A variety of chromosomal gains and losses has been detected with comparative genomic hybridization during tumorigenesis in the colon mucosa. The aim of this investigation was to corroborate increasing genomic instability and to elucidate those lesions in which the record from comparative genomic hybridization has remained unexpectedly negative. Replicate paraffin-embedded samples were investigated in detail using image microphotometry. Crucial to the recent approach was the fact that the histological compartments were exactly matched and that the single-cell measurements were highly accurate (CV at 0.05). Feulgen DNA was quantified in interphase nuclei and chromosome division figures, which were found in all cases of high-grade dysplasia and, with increased frequency, of colon carcinoma. The genomic imbalance in chromosome division figures was quantified by the sensitive 4.5 c exceeding rate (where c is the haploid genome equivalent), which was also positive in cases with a negative record from comparative genomic hybridization.
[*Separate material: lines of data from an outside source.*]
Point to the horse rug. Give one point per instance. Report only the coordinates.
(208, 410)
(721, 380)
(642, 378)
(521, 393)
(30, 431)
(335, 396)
The DNA content of chromosome division figures was measured with a mean 4.5 c exceeding rate of 25.8 +/- 4.4% standard error in 12 cases of high-grade dysplasia and of 62.1 +/- 7.1% in colon carcinoma (16 cases). The chromosome division figures were considered to be the first morphological manifestation of genomic instability attending precancerous conditions in the colon. Telophase-like chromosome division figures with unequal amounts of DNA in their hemispheres revealed gross somatic mutations before clonal selection.